In 2-3 paragraphs, summarize your proposal and why you chose it..
You need to choose a topic. In Week #1, you will refine the topic by writing a proposal. Peruse the entire course before choosing a topic. Also, read the Week #1 Preparation materials to help you “fine tune” your topic and write the proposal. It is important to be able to well define your purpose and topic. Choose a topic, issue, problem that interests you because you will working on this for quite a while!
Another key issue to consider when selecting a topic and formulating your research question is to consider the professional relevance and application. Choose a topic and question that will have you contributing to key issues or questions in the field. This will help you advance, and lead, in the field and will enhance your ability to advance in your profession.

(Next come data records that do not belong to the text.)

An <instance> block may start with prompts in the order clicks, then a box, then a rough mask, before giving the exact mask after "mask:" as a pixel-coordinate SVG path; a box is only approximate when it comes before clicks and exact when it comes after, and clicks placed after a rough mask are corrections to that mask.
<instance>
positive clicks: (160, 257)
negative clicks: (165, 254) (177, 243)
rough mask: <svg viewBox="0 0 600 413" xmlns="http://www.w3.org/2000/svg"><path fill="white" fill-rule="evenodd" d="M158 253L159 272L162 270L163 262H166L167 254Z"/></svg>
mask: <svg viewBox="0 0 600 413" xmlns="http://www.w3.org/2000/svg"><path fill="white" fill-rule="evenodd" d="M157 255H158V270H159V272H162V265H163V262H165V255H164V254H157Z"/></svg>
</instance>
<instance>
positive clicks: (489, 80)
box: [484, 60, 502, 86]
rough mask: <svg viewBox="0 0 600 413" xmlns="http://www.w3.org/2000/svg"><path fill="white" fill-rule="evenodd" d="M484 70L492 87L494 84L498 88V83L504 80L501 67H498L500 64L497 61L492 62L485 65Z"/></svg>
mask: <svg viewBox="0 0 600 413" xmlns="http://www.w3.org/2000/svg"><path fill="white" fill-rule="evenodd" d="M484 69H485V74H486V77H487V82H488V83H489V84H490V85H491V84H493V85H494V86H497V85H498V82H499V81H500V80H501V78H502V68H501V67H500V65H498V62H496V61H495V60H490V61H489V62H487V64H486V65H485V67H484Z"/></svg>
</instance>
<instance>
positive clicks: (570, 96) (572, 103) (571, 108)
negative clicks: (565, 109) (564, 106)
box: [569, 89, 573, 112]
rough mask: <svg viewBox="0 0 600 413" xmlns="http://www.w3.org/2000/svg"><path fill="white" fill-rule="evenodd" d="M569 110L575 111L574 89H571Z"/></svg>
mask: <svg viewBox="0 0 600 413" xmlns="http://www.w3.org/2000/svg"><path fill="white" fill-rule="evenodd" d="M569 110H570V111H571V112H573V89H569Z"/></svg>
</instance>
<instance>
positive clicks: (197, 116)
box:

In this course, you will work independently to investigate a significant, real-world administrative or policy implementation problem. You will then write a professional paper (or report) that demonstrates that you have thoroughly researched and analyzed the problem and made feasible recommendations for addressing it. While you will have to complete your project independently, the instructor, your peers, and an advisor you choose will provide support, guidance, and feedback to help you complete the project successfully.
One of the most difficult challenges of this process is to identify and clearly define the topic and purpose of your research, analysis, and paper. The topic needs to be broad and significant enough to represent a worthwhile problem, yet narrow enough that it is feasible to address in about two months. Therefore, you are required to develop a project proposal statement in the first module of the course to ensure you have such a substantive yet manageable project and a clear vision for how to complete it. Ideally, you should have begun to define and develop the focus of your capstone prior to the start of the course and are simply refining it now.
Thesis: A thesis statement makes an assertion about the topic and often includes the particular perspective or position of the author. For example, if the paper addresses a controversial issue, the thesis statement would make an assertion that indicates the author’s conclusion or perspective about that issue. For instance, “Head Start practices should be revised to better engage the parents of the participants.”
Purpose: A purpose statement provides the reader with the purpose of the paper and what to expect in it. For example, the purpose of the paper could be to identify steps that could be taken to improve the benefits of Head Start.
If you need further guidance on narrowing your topic,
On the Importance Clearly and Compelling Defining Your Problem:
“The first section of a paper is the most crucial because readers form initial judgments of the quality of a paper, proposal, or whatever on-line, and initial impressions are unlikely to change if a dull or confused introduction is later followed by brilliant writing in other sections. When I once served on the NSF panel, reading several hundred proposals a year, I compared notes with other panelists, all of whom agreed that we had made pretty solid fund,” no fund” decisions from reading page 1, which rarely were altered by finishing the proposal. So, if you don’t capture interest in the problem section, you’ve probably lost the game before the first inning starts. Your challenge is to present the problem, the big picture context of what your work is and why, briefly in a manner that teases the reader into wanting to know the details that come later. This is very hard to do, but its success is so critical that this should be your most careful prose, word for word getting more attention than anything else you write.” –James A. Stimson, Professional Writing in Political Science: A Highly Opinionated Essay, n.d.